What is the cause of most top-vendor SSD crashes?
I'm referring to total crashes where the SSD doesn't work anymore. Not IO errors.
SSDs have a limited lifespan. So if nothing else goes wrong, eventually they die of NAND wear. My question is what are the statistics (as far as we know) of what actually destroyed an SSD. According to this answer on this site, "SSDs rarely die due to NAND wear." Therefore, the writer advises to put a priority on "vendor track record" (and more).
So, what if I buy a top-vendor SSD, is there much of a point of buying a larger capacity SSD because in that case NAND wear is what is expected to total the drive, or will the drive likely be totaled by one of the other failures anyway? [In regards to crash-protection only! The answer there mentions that "space is never enough". But that's not the point of my question.]
All other things being equal, higher capacity drives will wear less than lower capacity ones. If the added total endurance of NAND would be a concern depends exclusively on the expected use case and workload.

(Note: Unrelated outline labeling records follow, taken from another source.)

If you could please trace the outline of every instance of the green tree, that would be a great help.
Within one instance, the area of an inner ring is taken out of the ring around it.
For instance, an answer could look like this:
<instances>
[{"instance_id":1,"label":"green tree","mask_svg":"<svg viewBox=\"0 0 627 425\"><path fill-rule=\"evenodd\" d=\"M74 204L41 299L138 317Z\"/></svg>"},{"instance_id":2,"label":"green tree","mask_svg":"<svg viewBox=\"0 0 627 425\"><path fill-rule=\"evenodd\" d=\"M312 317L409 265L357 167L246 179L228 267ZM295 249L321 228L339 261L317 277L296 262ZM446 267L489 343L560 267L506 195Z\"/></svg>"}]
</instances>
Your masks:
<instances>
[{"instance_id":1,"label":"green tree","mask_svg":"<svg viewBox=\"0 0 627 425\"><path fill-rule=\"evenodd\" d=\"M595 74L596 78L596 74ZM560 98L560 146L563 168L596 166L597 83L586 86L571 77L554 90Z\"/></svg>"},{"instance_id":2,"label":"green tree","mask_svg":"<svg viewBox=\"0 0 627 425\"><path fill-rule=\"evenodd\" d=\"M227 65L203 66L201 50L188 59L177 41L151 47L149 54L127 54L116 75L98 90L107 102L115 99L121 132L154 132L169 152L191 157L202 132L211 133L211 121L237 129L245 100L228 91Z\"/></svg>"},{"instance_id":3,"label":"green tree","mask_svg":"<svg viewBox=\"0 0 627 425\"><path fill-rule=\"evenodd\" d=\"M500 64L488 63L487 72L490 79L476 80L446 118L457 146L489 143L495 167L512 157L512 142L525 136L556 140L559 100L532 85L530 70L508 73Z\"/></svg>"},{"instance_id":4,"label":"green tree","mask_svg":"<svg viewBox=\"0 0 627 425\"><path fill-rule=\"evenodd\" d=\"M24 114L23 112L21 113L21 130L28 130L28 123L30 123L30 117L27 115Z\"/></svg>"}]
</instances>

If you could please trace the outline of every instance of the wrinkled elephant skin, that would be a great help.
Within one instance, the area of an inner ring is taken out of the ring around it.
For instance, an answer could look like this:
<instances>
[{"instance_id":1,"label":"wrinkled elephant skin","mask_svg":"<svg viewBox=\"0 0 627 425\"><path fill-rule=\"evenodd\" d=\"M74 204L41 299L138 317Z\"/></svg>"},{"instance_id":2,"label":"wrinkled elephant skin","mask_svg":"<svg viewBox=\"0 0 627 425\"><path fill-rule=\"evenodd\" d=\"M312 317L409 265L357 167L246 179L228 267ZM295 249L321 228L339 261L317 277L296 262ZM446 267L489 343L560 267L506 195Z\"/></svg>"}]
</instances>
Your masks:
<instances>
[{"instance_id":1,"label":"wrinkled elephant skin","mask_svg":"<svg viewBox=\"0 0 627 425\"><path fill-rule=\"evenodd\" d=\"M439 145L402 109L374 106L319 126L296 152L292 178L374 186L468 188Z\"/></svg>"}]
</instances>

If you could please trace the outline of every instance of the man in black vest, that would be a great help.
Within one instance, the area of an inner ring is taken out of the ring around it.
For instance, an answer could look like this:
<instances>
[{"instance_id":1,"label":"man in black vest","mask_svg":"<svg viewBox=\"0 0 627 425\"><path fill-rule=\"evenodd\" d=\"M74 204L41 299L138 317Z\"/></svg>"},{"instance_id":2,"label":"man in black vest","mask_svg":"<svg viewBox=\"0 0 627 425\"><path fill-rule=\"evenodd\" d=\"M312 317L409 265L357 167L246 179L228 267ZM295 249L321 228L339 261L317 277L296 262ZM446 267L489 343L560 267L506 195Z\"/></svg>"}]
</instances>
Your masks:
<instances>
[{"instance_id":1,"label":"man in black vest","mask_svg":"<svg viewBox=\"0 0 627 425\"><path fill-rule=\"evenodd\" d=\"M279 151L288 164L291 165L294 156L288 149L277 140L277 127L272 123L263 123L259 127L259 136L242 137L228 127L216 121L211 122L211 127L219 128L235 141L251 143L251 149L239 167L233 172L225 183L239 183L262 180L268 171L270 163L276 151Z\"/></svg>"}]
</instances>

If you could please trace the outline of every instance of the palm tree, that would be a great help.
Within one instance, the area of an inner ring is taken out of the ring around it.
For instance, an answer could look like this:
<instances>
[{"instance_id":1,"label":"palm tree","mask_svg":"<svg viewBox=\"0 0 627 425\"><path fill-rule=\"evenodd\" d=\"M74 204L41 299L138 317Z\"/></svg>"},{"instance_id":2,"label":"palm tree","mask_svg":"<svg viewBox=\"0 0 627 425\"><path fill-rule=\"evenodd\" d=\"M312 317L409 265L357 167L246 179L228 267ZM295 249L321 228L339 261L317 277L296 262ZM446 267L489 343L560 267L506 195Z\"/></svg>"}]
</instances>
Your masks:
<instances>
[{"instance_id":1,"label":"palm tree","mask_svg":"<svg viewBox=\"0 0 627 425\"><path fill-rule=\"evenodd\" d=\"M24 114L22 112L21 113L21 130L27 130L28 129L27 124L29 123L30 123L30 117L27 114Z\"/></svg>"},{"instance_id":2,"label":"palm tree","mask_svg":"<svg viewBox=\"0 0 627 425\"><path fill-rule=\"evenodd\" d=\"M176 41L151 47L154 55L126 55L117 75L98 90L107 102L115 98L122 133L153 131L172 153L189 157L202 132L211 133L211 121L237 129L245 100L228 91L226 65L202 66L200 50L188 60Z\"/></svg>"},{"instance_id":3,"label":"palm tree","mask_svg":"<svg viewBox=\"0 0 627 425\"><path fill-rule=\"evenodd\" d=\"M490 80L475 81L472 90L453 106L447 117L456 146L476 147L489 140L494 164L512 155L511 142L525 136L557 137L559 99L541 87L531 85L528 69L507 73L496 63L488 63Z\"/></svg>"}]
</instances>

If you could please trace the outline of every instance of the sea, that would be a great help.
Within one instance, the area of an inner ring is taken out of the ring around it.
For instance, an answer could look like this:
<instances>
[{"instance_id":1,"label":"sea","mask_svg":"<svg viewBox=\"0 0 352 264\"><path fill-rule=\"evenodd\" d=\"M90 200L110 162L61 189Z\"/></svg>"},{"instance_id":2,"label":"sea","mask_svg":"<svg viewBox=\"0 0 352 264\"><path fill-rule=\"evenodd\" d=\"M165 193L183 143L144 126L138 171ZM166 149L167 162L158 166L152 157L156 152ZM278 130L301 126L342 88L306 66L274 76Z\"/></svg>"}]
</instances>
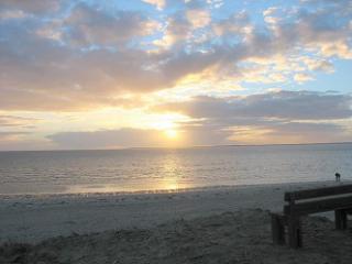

For example, if you plan to issue 100% random writes at maximum speed for extended periods of time (ie: months), sure NAND endurance can be a valid concern, and you should buy a mixed-use or even a write-intensive SSD. For less extreme workloads, you have a non-trivial probability of experiencing a controller/firmware failure before exausting NAND endurance. Source: many articles/forum threads/mailing list where relatively new SSDs bricked due to controller failure versus many SSDs which lasted after they NAND endurance rating. Some examples can be found here, here and here
That said, current surviving SSD controllers seems to be much more reliable than older controller (especially Sandforce/Jmicron ones). I would say that current SSDs are very reliable, especially when coming from a reputable brand (ie: Intel, Samsung, Crucial, and the turn-key Phison and SiliconMotion products).